Dead these five years, she meets me on the beach at Easthaven

Laughter in her voice and I say she is restored to me, saving

My joie de vivre. “Not restored,” she protests, “Remember what

I was like, so very poisoned and diseased, day after day grotty

With addiction, you wouldn’t want that back.” “Yes, I would!” I tell

Her, “But you were making a point.” “The point is I am not restored,

I’m refreshed.” “Last week the sea was flat and dull, as if it mourned

For someone, but today the sun is a blade cutting away all shoddiness

So that the wind whips up the water into white breakers, fresh

As the clouds, in the shallows.” “Nice illustration,” she acknowledges

“But if you let a wave drain through your hand you’ll find you’ve dredged

Out little residues of shit and plastic showing it’s not as fresh as it looks;

With me, the old has gone, the new is here, I’m refreshed, not just shook

Up and restored. And you should know, it’s a Bible word, your New

Testament studies give you Saint Paul writing to a slave owner to

Free a runaway slave, “Refresh my heart in Messiah” he pleads,

Intending that the owner’s heart will be refreshed as he reads.”

“You are a better scholar than I thought” I told her, but then

I wondered if it was just a kind of implant available in heaven.

“I read St Paul on earth,” she said, “And nothing is simply given

Here, you must want it with a true and wholesome craving,

So that being without it would be, even here, a real distress,

As I craved, and every drop of your sea craves, to be fresh.”

 

 

I have never vaped but my brother and my daughter did so

Before they died, both too young, leaving me with a shadowed

Image of the habit, its bold effusions marked by death, the bright

Smoke they puffed so easily in restaurants linked to the white

Output of crematoria chimneys. Provision for the vaper is astonishingly

Rich and varied. An iPad screen grab from a vast catalogue gives me

Strawberry, Strawberry Ice, Watermelon Strawberry, Strawberry Passion,

Strawberry Nic Salt, Strawberry Coconut Ox, and you can reject fashion

In favour of Nicotine Grade X, while the vape pens are ever suaver.
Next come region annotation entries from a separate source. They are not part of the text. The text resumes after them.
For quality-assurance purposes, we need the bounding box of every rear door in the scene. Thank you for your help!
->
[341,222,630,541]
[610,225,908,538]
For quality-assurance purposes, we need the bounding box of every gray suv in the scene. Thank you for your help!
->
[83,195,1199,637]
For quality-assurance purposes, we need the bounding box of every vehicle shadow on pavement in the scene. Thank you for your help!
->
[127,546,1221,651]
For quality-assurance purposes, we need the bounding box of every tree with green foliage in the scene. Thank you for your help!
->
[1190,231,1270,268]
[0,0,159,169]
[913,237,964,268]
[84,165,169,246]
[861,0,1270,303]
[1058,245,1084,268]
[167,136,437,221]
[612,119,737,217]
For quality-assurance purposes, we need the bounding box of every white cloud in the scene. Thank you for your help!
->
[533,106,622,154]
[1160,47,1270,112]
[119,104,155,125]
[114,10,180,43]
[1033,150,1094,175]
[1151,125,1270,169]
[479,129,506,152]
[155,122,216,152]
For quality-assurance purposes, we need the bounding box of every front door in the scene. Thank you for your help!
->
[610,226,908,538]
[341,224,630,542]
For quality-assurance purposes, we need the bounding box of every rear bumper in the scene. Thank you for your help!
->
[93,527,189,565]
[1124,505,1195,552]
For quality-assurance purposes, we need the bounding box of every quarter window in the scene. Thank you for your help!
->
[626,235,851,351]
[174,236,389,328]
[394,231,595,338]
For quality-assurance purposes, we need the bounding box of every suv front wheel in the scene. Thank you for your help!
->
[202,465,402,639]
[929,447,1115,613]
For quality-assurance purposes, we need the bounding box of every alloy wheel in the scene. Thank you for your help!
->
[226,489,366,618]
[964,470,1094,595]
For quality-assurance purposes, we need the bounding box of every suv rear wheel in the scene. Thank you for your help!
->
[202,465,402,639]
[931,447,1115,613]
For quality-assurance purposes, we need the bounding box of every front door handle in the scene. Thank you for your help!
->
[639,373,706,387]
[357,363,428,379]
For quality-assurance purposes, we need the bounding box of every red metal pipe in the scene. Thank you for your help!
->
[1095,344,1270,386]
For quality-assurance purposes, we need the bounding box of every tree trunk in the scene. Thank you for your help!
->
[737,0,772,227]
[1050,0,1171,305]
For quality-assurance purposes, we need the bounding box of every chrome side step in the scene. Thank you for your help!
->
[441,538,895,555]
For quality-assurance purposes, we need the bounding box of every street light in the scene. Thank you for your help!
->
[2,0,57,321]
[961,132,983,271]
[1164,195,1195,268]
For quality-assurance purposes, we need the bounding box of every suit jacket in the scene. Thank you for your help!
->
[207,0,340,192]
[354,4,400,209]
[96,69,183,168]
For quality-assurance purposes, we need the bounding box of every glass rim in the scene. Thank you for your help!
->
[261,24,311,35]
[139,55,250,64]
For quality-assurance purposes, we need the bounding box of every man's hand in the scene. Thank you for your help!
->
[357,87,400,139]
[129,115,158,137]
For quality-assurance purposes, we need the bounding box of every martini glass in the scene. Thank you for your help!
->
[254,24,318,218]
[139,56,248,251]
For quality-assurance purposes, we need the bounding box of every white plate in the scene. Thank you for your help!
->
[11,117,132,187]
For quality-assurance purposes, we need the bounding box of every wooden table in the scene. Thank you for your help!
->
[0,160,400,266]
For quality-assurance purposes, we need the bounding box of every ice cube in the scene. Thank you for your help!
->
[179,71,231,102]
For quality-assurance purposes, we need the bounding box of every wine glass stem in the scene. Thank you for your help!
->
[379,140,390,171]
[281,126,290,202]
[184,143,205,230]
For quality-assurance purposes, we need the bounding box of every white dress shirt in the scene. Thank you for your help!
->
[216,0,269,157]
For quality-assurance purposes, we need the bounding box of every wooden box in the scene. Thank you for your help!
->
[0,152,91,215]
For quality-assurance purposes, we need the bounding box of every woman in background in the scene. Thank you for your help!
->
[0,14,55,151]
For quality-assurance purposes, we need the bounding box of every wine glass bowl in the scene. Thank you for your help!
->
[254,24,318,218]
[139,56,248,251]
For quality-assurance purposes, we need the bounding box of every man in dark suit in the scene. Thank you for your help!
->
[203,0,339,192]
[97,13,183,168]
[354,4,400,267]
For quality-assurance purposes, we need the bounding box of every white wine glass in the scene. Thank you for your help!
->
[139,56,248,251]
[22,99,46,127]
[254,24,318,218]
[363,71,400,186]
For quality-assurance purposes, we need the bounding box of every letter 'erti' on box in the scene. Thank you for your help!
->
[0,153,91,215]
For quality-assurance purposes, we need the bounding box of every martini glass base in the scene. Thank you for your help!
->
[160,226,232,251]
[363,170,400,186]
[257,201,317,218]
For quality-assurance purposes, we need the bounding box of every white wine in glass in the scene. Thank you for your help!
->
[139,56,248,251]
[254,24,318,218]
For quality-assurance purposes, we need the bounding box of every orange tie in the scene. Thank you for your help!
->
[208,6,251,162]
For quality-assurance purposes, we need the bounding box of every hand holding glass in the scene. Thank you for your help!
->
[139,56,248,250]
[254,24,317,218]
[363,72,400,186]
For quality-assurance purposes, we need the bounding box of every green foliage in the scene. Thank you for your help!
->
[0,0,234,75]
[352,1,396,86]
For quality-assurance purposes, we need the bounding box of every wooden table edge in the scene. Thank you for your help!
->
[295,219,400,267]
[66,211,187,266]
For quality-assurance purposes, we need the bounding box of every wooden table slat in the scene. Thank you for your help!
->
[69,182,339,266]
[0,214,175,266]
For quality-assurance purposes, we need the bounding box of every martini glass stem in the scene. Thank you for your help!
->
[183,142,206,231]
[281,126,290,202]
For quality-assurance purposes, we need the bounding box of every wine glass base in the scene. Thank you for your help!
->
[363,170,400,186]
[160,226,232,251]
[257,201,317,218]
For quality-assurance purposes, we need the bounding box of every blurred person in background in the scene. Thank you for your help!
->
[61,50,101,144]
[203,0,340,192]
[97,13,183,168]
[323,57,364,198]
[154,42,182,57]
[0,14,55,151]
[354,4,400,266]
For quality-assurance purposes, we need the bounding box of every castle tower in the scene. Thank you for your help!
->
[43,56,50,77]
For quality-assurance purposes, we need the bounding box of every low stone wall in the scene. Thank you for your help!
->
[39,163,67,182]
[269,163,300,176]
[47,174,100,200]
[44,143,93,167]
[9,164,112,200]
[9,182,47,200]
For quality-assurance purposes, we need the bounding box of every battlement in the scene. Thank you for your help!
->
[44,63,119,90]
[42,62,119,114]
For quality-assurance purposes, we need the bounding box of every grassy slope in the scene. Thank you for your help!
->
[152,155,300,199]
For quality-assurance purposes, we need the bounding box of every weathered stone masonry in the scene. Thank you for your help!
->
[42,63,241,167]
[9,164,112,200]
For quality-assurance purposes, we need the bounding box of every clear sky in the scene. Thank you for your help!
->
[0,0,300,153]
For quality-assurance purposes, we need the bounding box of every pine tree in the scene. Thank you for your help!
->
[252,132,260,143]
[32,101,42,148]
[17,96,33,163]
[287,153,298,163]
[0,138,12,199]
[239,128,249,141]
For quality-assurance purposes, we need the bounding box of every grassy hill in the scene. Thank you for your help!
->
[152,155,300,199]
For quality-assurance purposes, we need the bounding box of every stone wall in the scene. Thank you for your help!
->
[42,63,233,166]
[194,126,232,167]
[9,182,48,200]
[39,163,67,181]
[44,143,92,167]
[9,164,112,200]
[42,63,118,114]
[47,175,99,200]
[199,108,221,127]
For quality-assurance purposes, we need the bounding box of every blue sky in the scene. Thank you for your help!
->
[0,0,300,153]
With more than seven thousand selling points in Scotland you’re no farther

From a vape than a bet, especially in the poorest areas of the country.

You might guess that sucking chemicals into your body is not wonderful

For your health, but as vapes are also addictive you are unlikely to stop.

Police suspect that half of all,outlets are controlled by criminals who want

To sell drugs or launder money and may not be nice to know. Capitalism

As usual has been smart in making a cheap addictive provision

for the world’s poor, the state capitalism of China, forbidden

to sell artificial flavours at home but anything it likes elsewhere,

being particularly effective. So, smile along with Jimmy Graham

in Gourock as he sucks his Bubble Gum ‘n Jelly Babies, vaping,

as he blows his Football Pie ‘n Brown Sauce into the air of spring,

as he draws on his Irn Bru ‘n Isotonic Vitamins to make him daring

enough for Big Babs Brown who caresses her tonsils with Sharing-

-For -Two Bananas ‘n Cream!  Uff-Puff, Uff -Puff, since there’s no escape

From the pleasure of this habit, and you’ll be victims of the rape  

Of the poor by the rich, say goodbye as you die with a vape!